A nls_with_exclusion fit - is a nls fit that appears to posses a signal drop in the first sample dilutions in the measured curve. This happens if the secondary antibody did not saturate the bound sample antibodies on the bead. Therefore the automatic detection of a signal drops in the dilution response curve will flagged and not use the responsible data points for the fit (nls_wih_exclusion).
If linear fits were used for the majority of curve fittings the used serial dilution range did not end up in a saturation making a saturation curve fit impossible. The resulting response data should be used carefully ! In that case a one dilution data analysis is more reasonable.
The dynamic range of responses plot (figure 4.7 center plot) depicts the dynamic range which is covered by the data over all sample and antigen combinations used.
Figure 4.8: xMAPr anaylsis output data inspection >> global overview (interactive hover feature)
inspect xMAPr anaylsis output data inspection >> global overview (interactive hover feature)
The fit type histogram ((figure 4.7 right plot) displays the used fit histogram in correlation to the calculated response. In the example screenshot it apparent that the nls_with_exclusion is primarily being used in the high response range. This makes sense since a high sample antibody titer against one antigen is resulting in a very high load of the sample antibodies on the individual bead. Thus a signal drop in the very first dilutions (low sample dilution) are more likely to happen.
The dilution wise dynamic range plots (figure 4.9) tab depicts intensity ranked order of sample/antigen combinations (x-axis) versus log. MFI (median fluorescence intensity) (y-axis).

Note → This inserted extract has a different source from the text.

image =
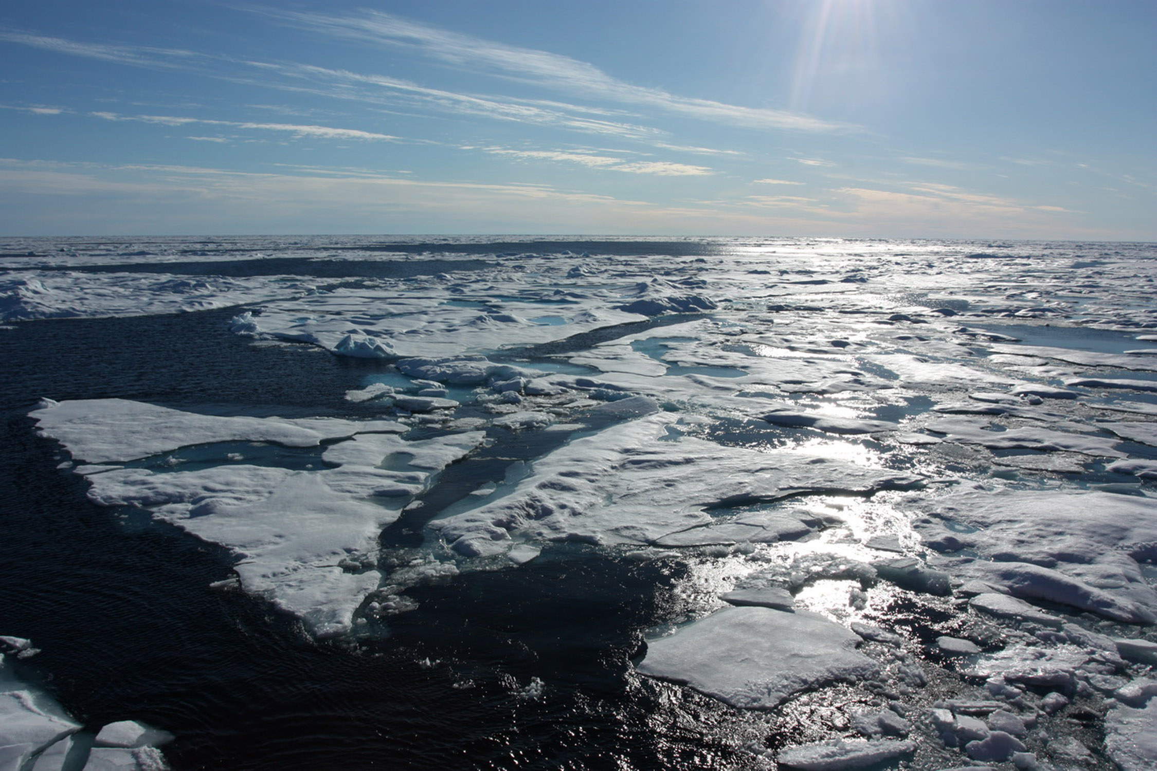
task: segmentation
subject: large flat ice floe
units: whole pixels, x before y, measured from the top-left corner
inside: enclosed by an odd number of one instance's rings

The plot is being used for visually estimating the saturation effect (upper and lower LOD) in each dilution used.
Figure 4.9: xMAPr anaylsis output data inspection >> dynamic range dilution wise
inspect xMAPr anaylsis output data inspection >> dynamic range dilution wise
4.1.3.2 global analysis inspection: quality check of data (Screenshots)
It is important to evaluate the data quality (figure 4.10; quality measures > general overview). Therefore basic measures like the bead count or coefficient of variation between technical replicates are very informative in terms of quality.
A bead count below 35 beads results by default (factory suggestion) in a missing value since the MFI (Median fluorescence intensity) is unsure using only 35 beads or below.
The CV cut-off can be set in the pipeline settings (figure 4.4)
Figure 4.10: xMAPr quality measures: bead count and CV histograms
inspect xMAPr quality measures: bead count and CV histograms
Since a EDC-NHS coupling of the carboxylated beads with the desired antigens is being used the coupling efficiency might be varying due to the differences in amino acid composition and length of the antigens. The coupling control plot (figure 4.11) displays in a ranked fasion the coupling efficiency measured with a detection antibody directed against the recombinant tag the antigens. The interactive hover feature returns the absolute value measured for each antigen.
The MFI of the coupling control (quality measures > coupling control) represents the loading of the beads with the individual antigens, which can be different but should not be very low to keep a certain dynamic range for the detection of the antibody titer.
Figure 4.11: xMAPr quality measures: MFI of coupling control
inspect xMAPr quality measures: MFI of coupling control
The noise MFI (figure 4.12) (quality measures > noise MFI) depicts the ranked ordered mean BLANK values + 3 x SD of the BLANK values, which is being used to estimate the LOD (limit of detection) for each antigen. Again the interactive hover feature show details for each entigen.
Figure 4.12: xMAPr quality measures: LOD…limit of detection
inspect xMAPr quality measures: LOD…limit of detection
The stacked barplots (figure 4.13) (quality measures > bead-count and LOD filtering) are displaying the filtering for low bead count, for CV filtering with the used cut-off and showing how many fits failed or get rejected.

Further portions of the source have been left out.